Now, in the second example, we'll take a look at NS. Let's say, you have some sort of problem in your network where certain DNS responses are coming back if they can't find any sort of records in your DNS server for a resource, whether it's a web page or a local server; whatever it is, it's not finding the DNS entries. We can apply a coloring rule that will vibrantly show us whenever there's a DNS response that it cannot find a record.

Let's go ahead and create a new capture, and I'm going to look up some random web page that doesn't exist, and we'll use DNS off of Google. We will get a message that it doesn't exist:

So we're going to stop our capture, and we'll see nothing really pops out. There would be some red stuff there from some TCP resets and some black ones, but nothing else. It's all TCP traffic and DNS. Let's go ahead and create a coloring rule:

  1. Make a new coloring rule by clicking on View | Coloring Rules...; we'll call it DNS No Records.
  1. In the filter information, we'll enter dns.flags.rcode, which is for the response code. If the response code equals 3, it means there's no record:
  1. We will select the Foreground as black and Background as yellow.

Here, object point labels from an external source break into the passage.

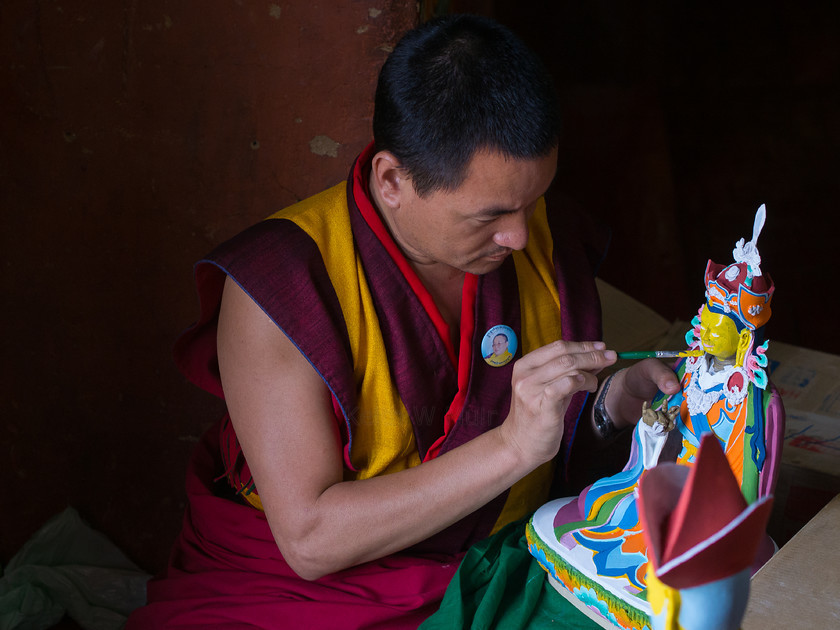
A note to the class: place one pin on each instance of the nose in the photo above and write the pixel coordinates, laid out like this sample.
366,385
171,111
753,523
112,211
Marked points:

Now, let's go ahead and scroll through our packet capture and see if we can find this response code error. We can see our Standard querie response 0×0002 No such name A record, and then the random gibberish that we entered in. And then of course it's also responding for IPv6. The AAAA, the quad A record, is for IPv6, as well:

If you take a look in our frame information at the bottom, there's our coloring rule: DNS No Records. There's a string that it's using, and if we dig into the DNS information, you look at the flags and it will say Reply code: No such name (3). That's the value of 3 that we just filtered on:

You can see how applying coloring rules can be very helpful to someone who's doing network analysis and protocol analysis because it makes it very easy to pick out from a large packet capture wherever there's a problem.